Ten years since the announcement of the plan, China has made some significant progress. An independent review of the Chinese healthcare reforms, conducted by Dr. Winnie Yip, Professor of Global Health Policy and Economics and the Harvard T.H. Chan School of Public Health, found that between 2008 and 2017, governmental health expenditure quadrupled from 359 billion RMB to 1.52 trillion RMB. Moreover, 95% of the population currently benefits from at least basic health insurance, which covers about 50% of medical costs. Nonetheless, China has limited experience with Western medicine, the practice only gaining wider acceptance in the 1970s and 1980s. As such, Chinese public healthcare is still lacking in areas such as quality and efficiency of care, public satisfaction and control of non-communicable diseases. Yet through the aforementioned reforms, hospital admission rates and financial protection for the population have improved, China thus benefitting from an overall enhanced equal access to healthcare.
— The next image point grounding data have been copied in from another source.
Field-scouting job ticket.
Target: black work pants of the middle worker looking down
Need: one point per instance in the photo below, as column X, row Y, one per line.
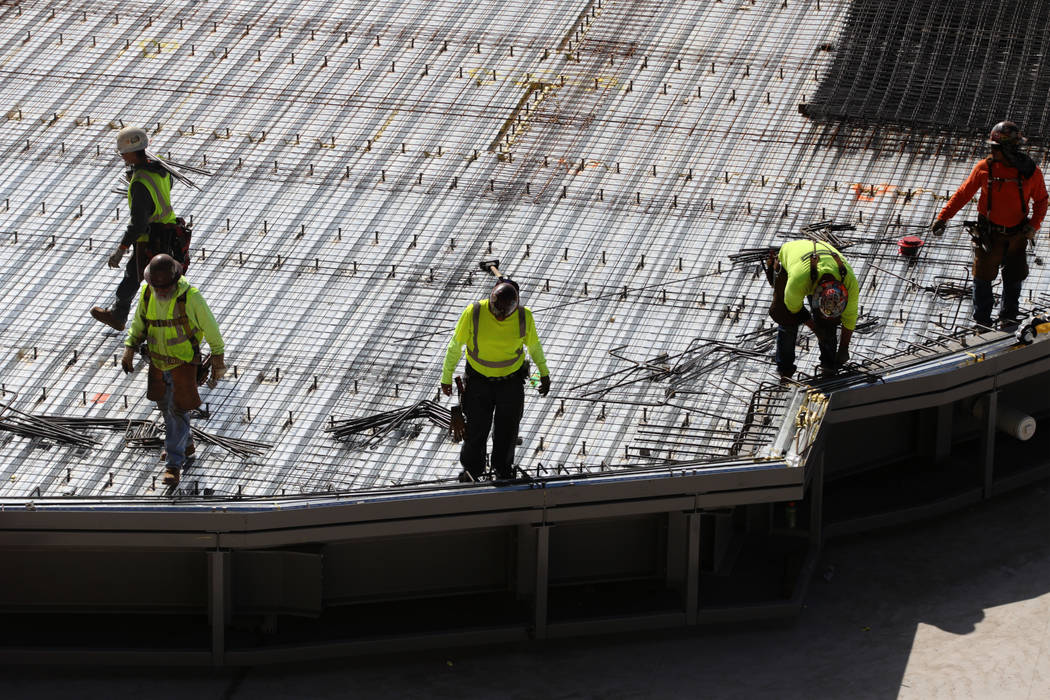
column 497, row 406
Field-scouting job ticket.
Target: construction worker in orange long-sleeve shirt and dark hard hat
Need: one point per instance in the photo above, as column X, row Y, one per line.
column 1009, row 180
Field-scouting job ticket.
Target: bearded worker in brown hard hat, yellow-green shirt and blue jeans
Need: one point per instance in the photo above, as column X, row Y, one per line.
column 173, row 317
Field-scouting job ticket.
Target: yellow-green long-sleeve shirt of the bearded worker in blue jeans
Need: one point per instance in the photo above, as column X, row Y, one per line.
column 169, row 345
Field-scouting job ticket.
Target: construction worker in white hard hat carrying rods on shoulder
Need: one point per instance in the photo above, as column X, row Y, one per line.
column 153, row 226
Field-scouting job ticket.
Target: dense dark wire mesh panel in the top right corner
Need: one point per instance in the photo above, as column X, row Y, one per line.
column 958, row 67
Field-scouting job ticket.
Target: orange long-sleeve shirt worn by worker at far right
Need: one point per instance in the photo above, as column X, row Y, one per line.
column 1007, row 207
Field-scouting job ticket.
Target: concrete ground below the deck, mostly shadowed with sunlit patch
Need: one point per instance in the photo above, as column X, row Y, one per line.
column 955, row 608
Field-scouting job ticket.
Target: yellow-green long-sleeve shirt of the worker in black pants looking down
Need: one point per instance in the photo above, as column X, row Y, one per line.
column 498, row 343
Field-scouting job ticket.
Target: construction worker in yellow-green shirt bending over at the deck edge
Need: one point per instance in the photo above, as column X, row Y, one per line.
column 810, row 269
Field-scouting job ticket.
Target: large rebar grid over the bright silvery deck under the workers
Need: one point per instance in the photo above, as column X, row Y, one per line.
column 618, row 157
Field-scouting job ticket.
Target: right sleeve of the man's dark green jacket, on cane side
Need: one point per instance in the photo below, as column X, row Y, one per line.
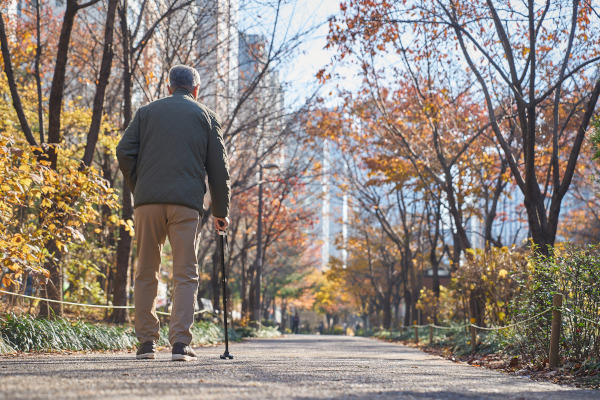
column 217, row 169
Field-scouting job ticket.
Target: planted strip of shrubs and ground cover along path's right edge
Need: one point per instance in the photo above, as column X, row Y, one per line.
column 548, row 328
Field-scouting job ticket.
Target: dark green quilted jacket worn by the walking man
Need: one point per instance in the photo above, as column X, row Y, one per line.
column 167, row 151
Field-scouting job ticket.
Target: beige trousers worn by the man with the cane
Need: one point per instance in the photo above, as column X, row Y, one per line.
column 153, row 223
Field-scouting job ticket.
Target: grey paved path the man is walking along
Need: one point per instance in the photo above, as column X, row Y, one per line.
column 293, row 367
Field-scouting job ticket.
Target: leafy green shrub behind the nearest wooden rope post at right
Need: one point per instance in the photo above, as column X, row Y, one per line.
column 573, row 271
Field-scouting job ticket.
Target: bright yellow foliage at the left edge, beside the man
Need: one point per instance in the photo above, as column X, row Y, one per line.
column 39, row 205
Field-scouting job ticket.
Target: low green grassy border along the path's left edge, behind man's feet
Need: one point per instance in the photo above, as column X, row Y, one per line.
column 27, row 334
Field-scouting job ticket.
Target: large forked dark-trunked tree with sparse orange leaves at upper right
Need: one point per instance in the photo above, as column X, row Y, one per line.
column 514, row 54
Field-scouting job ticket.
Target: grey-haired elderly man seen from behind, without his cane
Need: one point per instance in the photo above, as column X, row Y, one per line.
column 166, row 152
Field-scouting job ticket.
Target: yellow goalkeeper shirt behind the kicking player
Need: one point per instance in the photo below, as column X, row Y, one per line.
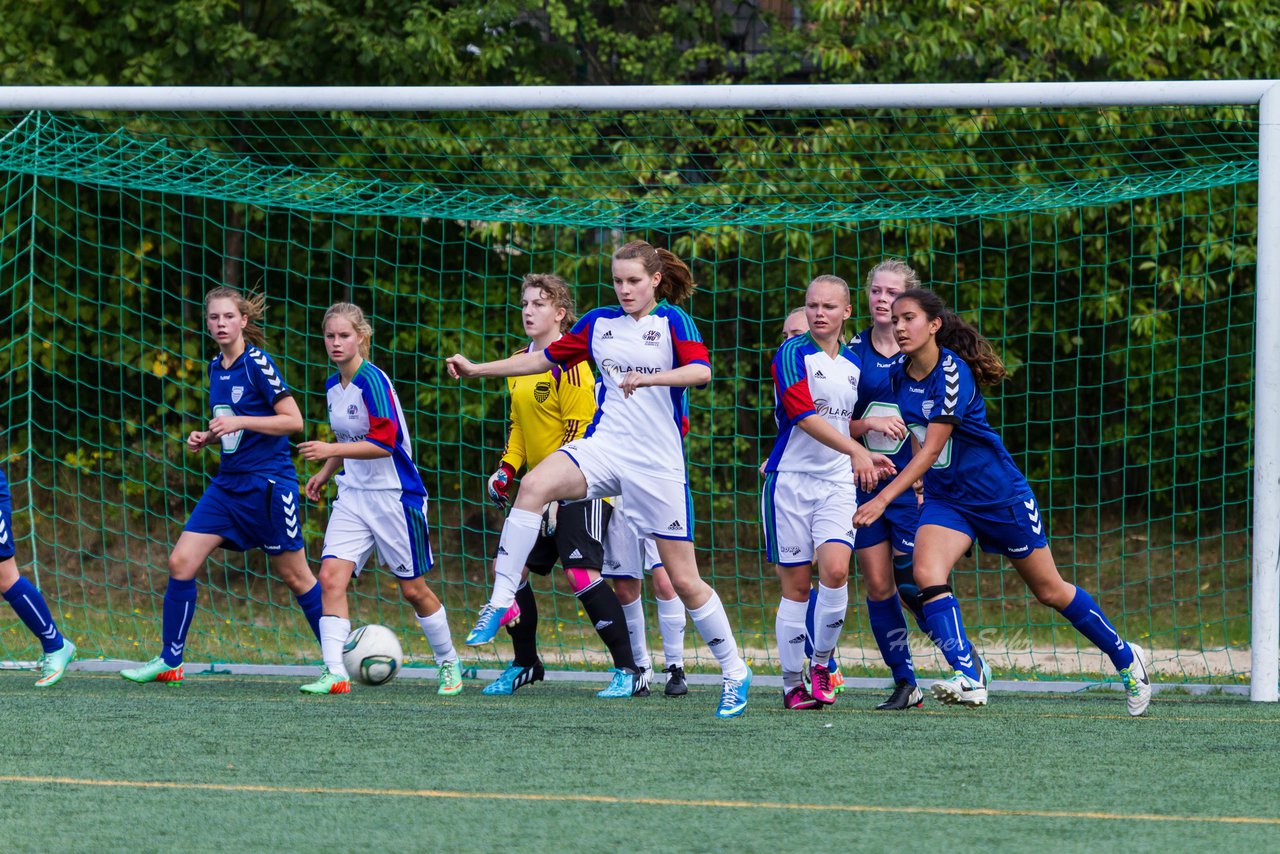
column 548, row 410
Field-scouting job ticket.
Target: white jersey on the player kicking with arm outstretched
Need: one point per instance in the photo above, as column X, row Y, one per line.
column 647, row 431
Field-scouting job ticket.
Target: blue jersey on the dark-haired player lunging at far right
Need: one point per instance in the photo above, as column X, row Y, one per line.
column 975, row 469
This reform programme culminated in November 2018 with the implementation of a pilot scheme in 11 cities whereby a centralised procurement programme would cover 60 to 70% of public hospitals’ total annual medicine supply. Over the last year, on average, the price of 25 medicines has dropped by 52%, with price cuts even reaching 96% for certain generic off-patent drugs. This scheme has lifted some of the economic burden that the price of chronic and terminal medicine poses on patients. What is more, patients do not benefit just monetarily from this programme. Through the government subsidisation of medicine, hospitals no longer rely on drugs for profit, and doctors no longer over-prescribe medicine to obtain secret commissions from drug companies. The deputy director of the National Healthcare Security Administration summarises the impact of this programme well, declaring that ‘the amount-based rendering creates a new, healthier profit chain, so that companies can focus more on developing new drugs and quality’.
The quality of cheap drugs is indeed a concern for healthcare regulators. It seems implausible that the Chinese public healthcare system will be able to sustainably support the 1.3 billion people insured by the state with high-quality, effective and affordable medicine incessantly. Yet China plans to do just that. While the need to strengthen supervision and halt the collaboration with pharmaceutical companies that produce cheap rip-off drugs does exist, China has other strategies to facilitate cheap drug prices.
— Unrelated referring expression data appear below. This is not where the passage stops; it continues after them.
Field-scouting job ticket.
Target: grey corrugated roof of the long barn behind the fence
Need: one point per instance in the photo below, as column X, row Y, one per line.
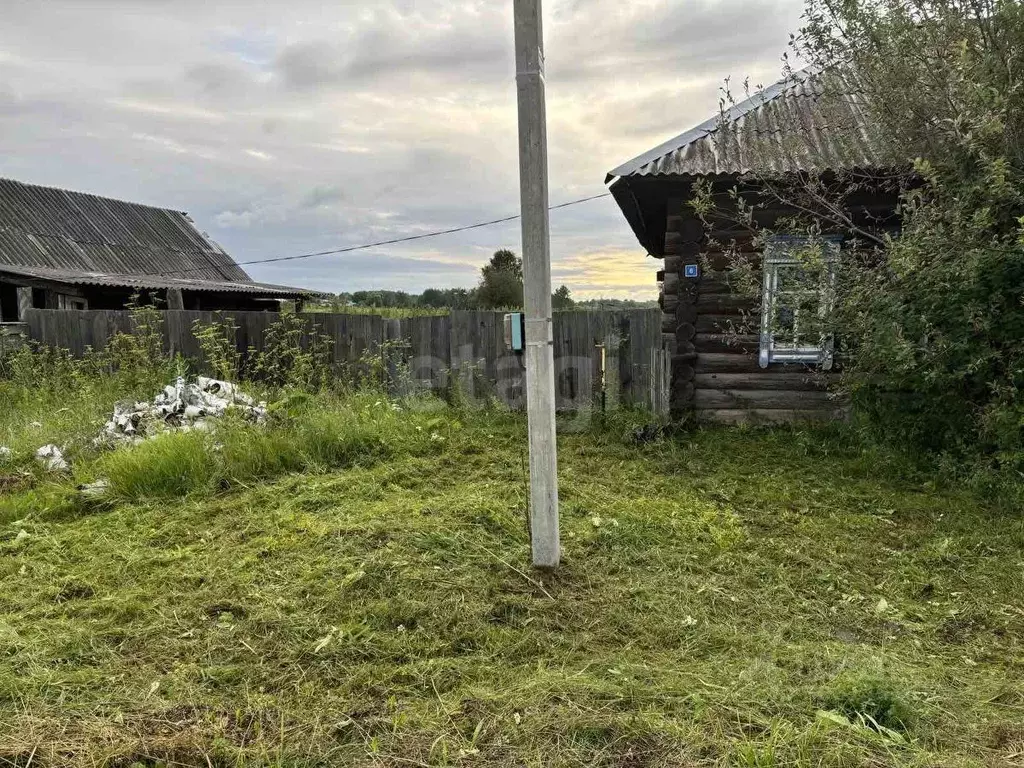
column 72, row 237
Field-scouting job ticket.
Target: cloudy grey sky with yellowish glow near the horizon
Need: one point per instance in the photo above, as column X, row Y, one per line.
column 292, row 126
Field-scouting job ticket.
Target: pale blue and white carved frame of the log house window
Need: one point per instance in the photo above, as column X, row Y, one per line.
column 779, row 257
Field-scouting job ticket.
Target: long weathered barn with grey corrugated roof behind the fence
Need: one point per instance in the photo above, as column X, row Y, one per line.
column 68, row 250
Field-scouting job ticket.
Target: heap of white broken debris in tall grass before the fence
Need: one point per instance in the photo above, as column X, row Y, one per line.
column 182, row 406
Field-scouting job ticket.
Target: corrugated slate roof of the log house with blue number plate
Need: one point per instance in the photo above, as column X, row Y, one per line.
column 813, row 121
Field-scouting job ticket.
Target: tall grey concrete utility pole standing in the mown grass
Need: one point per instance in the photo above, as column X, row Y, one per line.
column 537, row 283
With China having a wealthier and aging population, it is the world’s second largest pharma market, and worth 130 billion USD. It thus presents itself as a very interesting market for foreign pharma multinationals. AstraZeneca, Merck and Roche all see China as a key growth market and are ready to pay the price of getting their products on the list of 2,700 drugs approved for reimbursement, the most consumed medications in China. The price is steep, and foreign pharma groups have found themselves offering discounts on their drugs of 61% on average and up to 85%, in order for the drugs to make the coveted list. Such steep price cuts mean rising pressure on profit margins, making it harder on pharma companies to recover their investments in new drugs during the decisive years after market approval. This will only be exacerbated by rising research costs. Even Sino Biopharma, China’s largest pharma company is suffering from such price cuts, which have driven its operating expenses to double over the last five years. As China shifts the economic burden of drugs from its people to foreign pharma companies, it is the latter that will pay the price for cheap Chinese medicine.
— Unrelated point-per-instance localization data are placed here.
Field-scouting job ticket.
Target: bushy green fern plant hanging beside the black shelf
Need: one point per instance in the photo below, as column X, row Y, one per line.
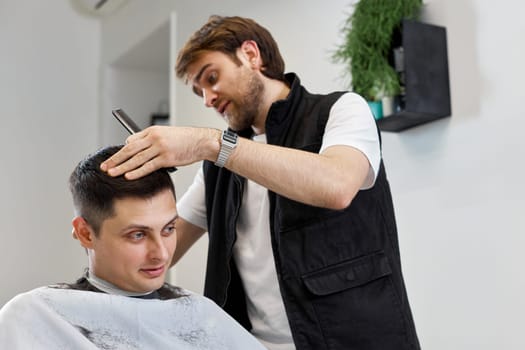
column 367, row 43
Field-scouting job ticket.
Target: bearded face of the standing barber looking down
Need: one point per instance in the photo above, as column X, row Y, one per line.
column 234, row 91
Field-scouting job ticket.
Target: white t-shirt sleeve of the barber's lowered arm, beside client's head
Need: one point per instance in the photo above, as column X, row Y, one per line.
column 192, row 206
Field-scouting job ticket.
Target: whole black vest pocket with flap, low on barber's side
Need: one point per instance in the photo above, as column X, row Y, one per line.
column 355, row 305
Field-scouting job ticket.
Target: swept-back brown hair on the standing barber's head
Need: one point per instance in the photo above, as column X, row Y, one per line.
column 226, row 35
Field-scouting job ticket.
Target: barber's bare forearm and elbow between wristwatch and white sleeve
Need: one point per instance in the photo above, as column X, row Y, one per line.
column 330, row 179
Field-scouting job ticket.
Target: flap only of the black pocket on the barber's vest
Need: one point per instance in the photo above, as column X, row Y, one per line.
column 348, row 274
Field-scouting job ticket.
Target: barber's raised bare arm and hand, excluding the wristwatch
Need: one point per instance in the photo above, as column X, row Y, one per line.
column 330, row 179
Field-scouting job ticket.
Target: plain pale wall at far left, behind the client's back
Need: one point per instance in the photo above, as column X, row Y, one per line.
column 48, row 107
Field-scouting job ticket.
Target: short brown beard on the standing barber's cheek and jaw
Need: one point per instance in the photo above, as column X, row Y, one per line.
column 248, row 105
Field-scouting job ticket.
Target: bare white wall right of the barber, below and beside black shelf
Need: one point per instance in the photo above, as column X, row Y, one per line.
column 458, row 190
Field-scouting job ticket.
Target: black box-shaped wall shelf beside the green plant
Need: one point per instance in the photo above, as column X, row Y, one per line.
column 425, row 75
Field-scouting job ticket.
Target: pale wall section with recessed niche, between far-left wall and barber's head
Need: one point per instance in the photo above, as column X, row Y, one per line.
column 135, row 67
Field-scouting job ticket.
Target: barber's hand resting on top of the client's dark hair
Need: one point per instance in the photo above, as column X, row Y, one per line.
column 162, row 147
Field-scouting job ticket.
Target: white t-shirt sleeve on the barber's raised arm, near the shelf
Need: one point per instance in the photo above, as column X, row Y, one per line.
column 351, row 123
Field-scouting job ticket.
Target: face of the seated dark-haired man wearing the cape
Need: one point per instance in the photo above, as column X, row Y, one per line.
column 134, row 247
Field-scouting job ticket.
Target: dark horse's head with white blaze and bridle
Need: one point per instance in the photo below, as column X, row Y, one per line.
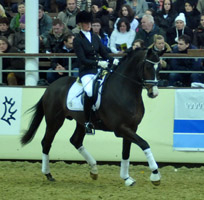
column 150, row 73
Due to China’s overall protectionist policies and “tradition” of asking foreign companies for a dividend in return for greater future returns and prospects, it is not hugely surprising that foreign companies significantly shoulder cheap drug prices in China. Moreover, the short tradition of Western medicine in China restricts the quality of the country’s public healthcare system. As such, healthcare reforms are a must. The introduction of cheap and effective medicine, subsidised by the Chinese government, as well as by foreign pharma groups, is a firm step towards the alleviation of both the economic and systemic burden that befall the average Chinese patient.